Regular Expressions, or regex, are a powerful tool used to search, match, and manipulate text based on patterns rather than exact text matches.

### Why use Regular Expressions?

- For basic matching, Python string methods or loops can suffice

- For complex pattern matching, regex simplifies the process and reduces manual effort

- Regex is built into Python via the standard library module re

### Setting Up Regex in Python
- Importing the regex module:

In [1]:
import re

- The main components of regex usage in Python:

    - **Pattern:** The regex pattern you want to search for

    - **Text:** The text string where the pattern is searched

- Example:

In [2]:
pattern = "was"
text = '''Long string of text here...'''
match = re.search(pattern, text)
if match:
    print("Match found")

- re.search() returns the first match object if found, else returns None

### Basic Regex Functions
- **re.search(pattern, text)**
Returns a match object for the first occurrence of the pattern in text or None if no match.

- **re.finditer(pattern, text)**
Returns an iterator yielding all matches as match objects, useful to find multiple occurrences throughout the text.

- **match.span()**
Returns a tuple (start_index, end_index) for the matched substring, helps locate the pattern in the text.

### Understanding Meta Characters and Syntax in Regex
- Meta characters define flexible search patterns that can represent sets, ranges, or special conditions.
- Example:

    - [A-Z] means any single uppercase letter from A to Z

    - \+ means one or more occurrences of the preceding element

- Character classes:

    - Square brackets [ ] define a character class.

    - [A-Z]yclone matches words starting with any uppercase letter followed by "yclone", e.g., "Cyclone", "Dyclone", but not "dyclone".

- Raw strings in Python:
Use r"" to create a raw string to avoid escape sequence parsing issues in regex patterns.
Example:

In [3]:
pattern = r"[A-Z]+yclone"

- Escape character \ usage:

    - Makes the next character special or literal.

    - \n matches newline character; \\ matches the backslash literal \.

# Practical Examples
### Matching a Single Pattern

In [4]:
pattern = "was"  
text = """Some long Wikipedia text... was ..."""  
match = re.search(pattern, text)  
if match:
    print("Match found at span:", match.span())

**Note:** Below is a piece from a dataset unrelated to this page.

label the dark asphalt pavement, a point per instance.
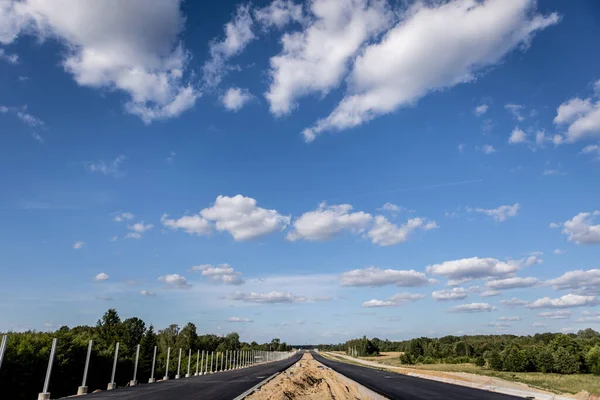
(401, 387)
(222, 386)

Match found at span: (28, 31)


Output: Indicates if "was" was found along with its position.

### Matching All Occurrences with re.finditer

In [5]:
pattern = r"[A-Z]yclone"  
text = "Cyclone Dyclone cyclone"  
matches = re.finditer(pattern, text)  
for match in matches:
    print(match.group(), match.span())

Cyclone (0, 7)
Dyclone (8, 15)


Note that lowercase 'cyclone' is not matched because it starts with a lowercase letter.

Useful Regex Syntax Cheatsheet Highlights
- . — Matches any single character except newline

- \+ — One or more occurrences of the preceding element

- \* — Zero or more occurrences

- ? — Zero or one occurrence

- \w — Matches any word character (letters, digits, underscore)

- [HWR] — Matches any one character in the set (H, W, or R)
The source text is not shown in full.